There is no equivalent chart for the APF – which is a shame. The Asset Purchase Facility is the fund maintained to hold the government bonds purchased using QE. This began unwinding in March this year. The net value is now around £835bn and the plan is to reduce it, although how realistic that might be is anyone’s guess. I will accept for the purposes of projection, however, that from 2023 until 2027 this facility reduces in stages to £600 billion meaning in turn that the sums held by commercial banks with the Bank of England might fall from £971 billion in February 2022 to maybe £700 billion in 2027.

To look at the additional cost of the extra interest due as a result of forecast increases in bank base rates I prepared the following table. It is, of course, approximate. I assume a steady reduction in the sums on deposit assuming the Bank of England will keep redeeming its bonds as forecast in March. I have taken an average interest rate for each year based on the data supplied by the OBR. This is approximate but more than good enough for illustration purposes:

Let me put this in context. What this calculation shows is that additional interest of £155.9 billion will be paid to these commercial banks over five years.

This is from the Autumn Statement and shows the sums given to the NHS to manage the health service. Capital budgets are about £12 billion a year on top:

So, we are, over the next five years, going to give the commercial banks enough to pay for the NHS last year.

I stress: we are giving them this money because the funds they have on deposit were created by the government and not by those banks: the commercial banks did nothing to earn these sums, at all.

And yesterday the tax rate on banks was reduced by 5%.

And let’s also be clear that this interest paid on these accounts is paid voluntarily: there is no law that requires it. What is more, it could be cut. For example, a balance of £100 billion would be more than enough to achieve the Bank of England’s goal of communicating its base rate into the economy via the commercial banks. 0.1% could then be paid on the rest.
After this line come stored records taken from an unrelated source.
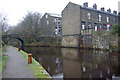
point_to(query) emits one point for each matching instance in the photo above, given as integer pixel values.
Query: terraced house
(51, 25)
(80, 23)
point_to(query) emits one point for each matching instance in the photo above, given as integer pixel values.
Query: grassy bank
(3, 58)
(39, 71)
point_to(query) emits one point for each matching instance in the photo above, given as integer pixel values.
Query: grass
(3, 59)
(39, 71)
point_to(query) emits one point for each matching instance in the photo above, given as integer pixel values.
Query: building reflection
(88, 64)
(75, 63)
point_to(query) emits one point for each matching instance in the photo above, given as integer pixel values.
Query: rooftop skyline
(15, 10)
Doing this would save £136 billion over five years – and I strongly suspect rather more as I really cannot see the Bank of England successfully selling its bonds over the next few years given the scale of HM Treasury bond sales that are also planned.
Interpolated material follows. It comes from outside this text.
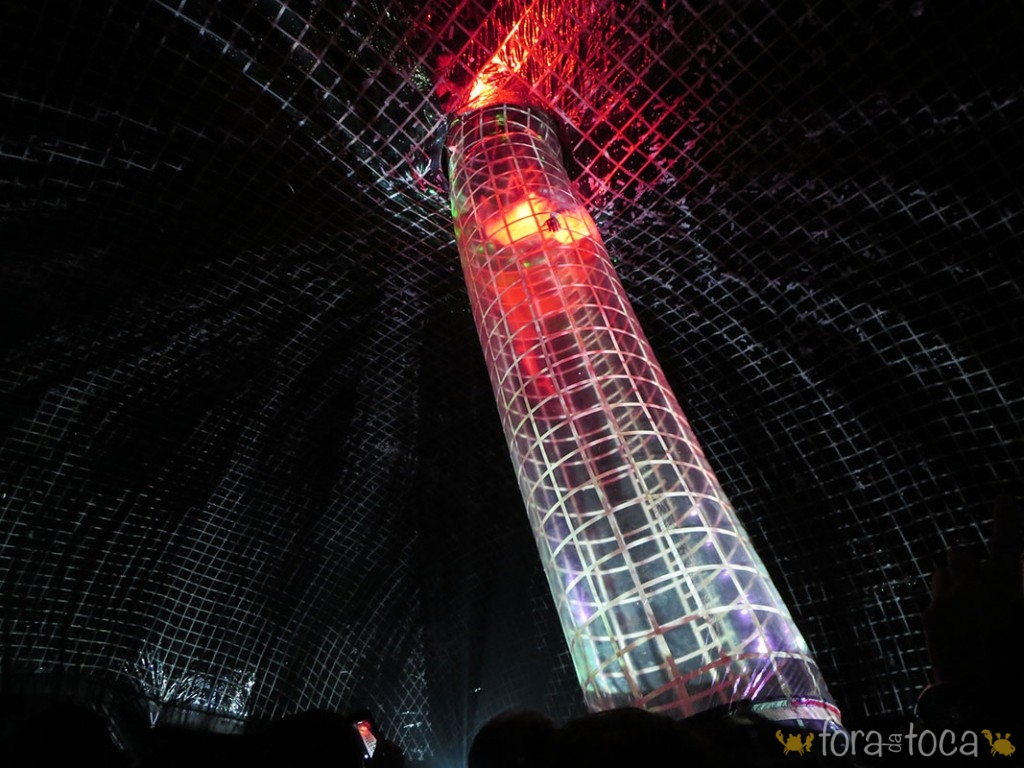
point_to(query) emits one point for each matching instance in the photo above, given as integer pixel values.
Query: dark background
(250, 461)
In other words, education and the NHS could have an average of £27bn a year more to provide essential services simply by cutting the money paid to UK banks on deposits gifted to them by the government in the first instance.
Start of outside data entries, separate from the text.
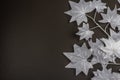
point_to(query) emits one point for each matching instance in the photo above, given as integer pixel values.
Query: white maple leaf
(84, 32)
(98, 55)
(99, 6)
(79, 59)
(114, 35)
(111, 48)
(115, 22)
(111, 14)
(78, 11)
(106, 75)
(95, 45)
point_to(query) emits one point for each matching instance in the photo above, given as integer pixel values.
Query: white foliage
(104, 50)
(112, 47)
(98, 5)
(78, 11)
(84, 32)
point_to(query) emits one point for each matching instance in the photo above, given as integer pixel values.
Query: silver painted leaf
(114, 35)
(78, 11)
(99, 6)
(84, 32)
(111, 48)
(79, 59)
(110, 17)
And note – that is exactly the amount of spending cuts planned next year.

Or the amount of tax increases planned next year.

And what is clear is that these sums are being used to enrich our banks for no good reason.

How important is this issue? I would describe it as vital.

I just hope some politicians pick this up: it is vital that the interest paid on these accounts for no blood reason be changed and that our banks are not enriched unfairly at cost to us all. We cannot afford what the Treasury is planning. We do not need austerity to enrich our banks.